If You Want To Make A Webcomic (Or, Things I Wish I Knew Two Years Ago)

Preliminary Advice That Sounds Cliched But Is Very True And Helpful:

Making art to be proud of is not a superpower confined to an Elect Few.

There is room in the world for your story, no matter how derivative you think it is.

There is no consistent Magic Bullet for recognition and success, but you will accrue people who genuinely like your work. (Also, scrutinizing daily visit stats is like scrying with bird entrails.)

Even if you have little confidence in your skills, half the fun of reading webcomics is seeing a fossil record of the creator’s artistic development, and pretty soon you’ll be amazed at how far you’ve come.

Step Zero: Gather Your Tools.

Decide if you’ll work traditionally, digitally, or with a mix of the two. You might already have a strong preference, or a desire to break out of what you always work in. Free software or ordinary pencils-and-paper will work just fine, and there’s no right or wrong answer to this choice.

Step One: Consider Format.

Will it be ~ten pages? Gag-a-day? A single page? A grand saga? Jumping into a grand saga is tempting, but it really is best to try out short, self-contained pieces to get your bearings. (Then again, I jumped right into Parhelion, and although the beginning’s kinda shaky, things worked out okay.)

Short comics are a great way to talk about a fantastic/shitty day, have a surreal meandering tour that doesn’t outstay its welcome, or more.

Step Two: Find A Good Plot Spine (If Applicable).

If you’re doing any sort of story-driven comic, what’s driving the action? What’s a big thing that affects all your characters in some way? What ending will they all converge on? In Parhelion’s case, it’s the rush to Kiefer-161, and how a Tyrant making a power play has far-reaching consequences.

Also, resources permitting, it’s great to have interludes or plot threads with minimal connection to the main plot, if you want to fill out an obscure corner of the world.

Step Three: Populate The World.

If it’s a fictional setting, consider: Have the main characters known each other since childhood? Were they thrown together by happenstance? Have they ever even met in person? What circumstances did they grow up in, and what implicit views do they have? How do their desires converge or split? Dialogue-writing and characterization will improve with practice, but it’s very helpful to plot out the basic character frameworks in advance.

Step Four: Don’t Be Afraid To Pull Back.

It might turn out that your premise doesn’t have the legs you hoped for, or you lose interest, or you can’t produce pages as quickly as you want. There’s no shame in admitting that the comic doesn’t work for you, or slowing production, or taking a hiatus.
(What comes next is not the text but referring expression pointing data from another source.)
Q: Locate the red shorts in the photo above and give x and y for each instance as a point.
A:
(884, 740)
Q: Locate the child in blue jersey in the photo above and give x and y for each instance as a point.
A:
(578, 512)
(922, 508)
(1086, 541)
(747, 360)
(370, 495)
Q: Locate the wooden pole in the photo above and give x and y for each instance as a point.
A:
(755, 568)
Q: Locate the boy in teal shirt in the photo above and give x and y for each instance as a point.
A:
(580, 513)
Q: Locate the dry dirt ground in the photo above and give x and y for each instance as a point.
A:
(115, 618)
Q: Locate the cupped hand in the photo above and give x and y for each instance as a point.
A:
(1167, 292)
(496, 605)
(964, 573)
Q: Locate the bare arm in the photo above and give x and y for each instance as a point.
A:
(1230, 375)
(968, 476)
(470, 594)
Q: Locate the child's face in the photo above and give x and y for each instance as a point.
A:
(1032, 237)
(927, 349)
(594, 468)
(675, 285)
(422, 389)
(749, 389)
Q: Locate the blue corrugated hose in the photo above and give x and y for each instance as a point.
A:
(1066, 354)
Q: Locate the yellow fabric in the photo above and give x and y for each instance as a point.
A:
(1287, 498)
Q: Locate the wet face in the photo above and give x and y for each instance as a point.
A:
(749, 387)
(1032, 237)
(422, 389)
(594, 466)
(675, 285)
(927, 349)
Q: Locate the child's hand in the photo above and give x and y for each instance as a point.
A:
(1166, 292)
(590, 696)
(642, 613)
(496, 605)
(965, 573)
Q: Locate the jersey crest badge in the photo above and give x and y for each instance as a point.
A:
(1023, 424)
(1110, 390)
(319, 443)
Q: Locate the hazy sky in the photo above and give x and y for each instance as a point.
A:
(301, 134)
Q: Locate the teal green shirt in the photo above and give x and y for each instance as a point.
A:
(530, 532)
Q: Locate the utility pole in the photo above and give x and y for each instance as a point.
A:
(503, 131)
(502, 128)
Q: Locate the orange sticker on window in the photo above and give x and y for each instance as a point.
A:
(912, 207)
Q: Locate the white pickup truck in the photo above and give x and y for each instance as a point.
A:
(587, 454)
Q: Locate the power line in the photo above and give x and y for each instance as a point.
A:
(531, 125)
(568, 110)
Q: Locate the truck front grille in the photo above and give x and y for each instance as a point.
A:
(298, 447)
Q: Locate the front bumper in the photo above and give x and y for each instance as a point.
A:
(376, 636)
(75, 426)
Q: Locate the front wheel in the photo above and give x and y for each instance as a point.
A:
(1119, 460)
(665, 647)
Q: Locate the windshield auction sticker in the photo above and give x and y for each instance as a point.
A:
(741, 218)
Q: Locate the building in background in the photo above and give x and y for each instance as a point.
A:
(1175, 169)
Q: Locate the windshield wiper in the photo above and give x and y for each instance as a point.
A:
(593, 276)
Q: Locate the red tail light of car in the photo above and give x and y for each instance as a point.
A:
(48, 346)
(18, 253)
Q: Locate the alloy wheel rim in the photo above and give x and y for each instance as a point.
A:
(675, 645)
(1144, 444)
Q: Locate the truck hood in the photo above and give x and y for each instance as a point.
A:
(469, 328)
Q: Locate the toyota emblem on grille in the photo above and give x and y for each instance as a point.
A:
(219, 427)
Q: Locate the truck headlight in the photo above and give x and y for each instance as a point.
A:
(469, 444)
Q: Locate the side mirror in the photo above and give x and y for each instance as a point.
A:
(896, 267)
Above all, look after your own health and satisfaction.

Step Five: Publish!

Tumblr is a good way to capitalize on social ties you probably have already, and one-off gags can spread far, but it’s innately bad for any kind of long-term narrative comic. Getting your own domain requires some money and technical prowess, but not a ton. Comparison-shop, and see what works best for your needs.

Steps Six Through Infinity: Network And Keep Growing

Twitter is probably the best place to meet other webcomics people, and even relatively-famous creators are rarely aloof and unapproachable. It can be hard to socialize without feeling like a human spambot, but as long as you’re affable and friendly- and don’t see other people as network vectors- you’ll have some success. Beyond Twitter, forums like ComicBookHour are great for socializing.

Visit local small-press expos as an exhibitor or patron, and take notice of your peers. Read other comics, web- and otherwise, and learn what you can. If a comic seems promising but just fails to grab you, try to pinpoint where and how it lost your interest.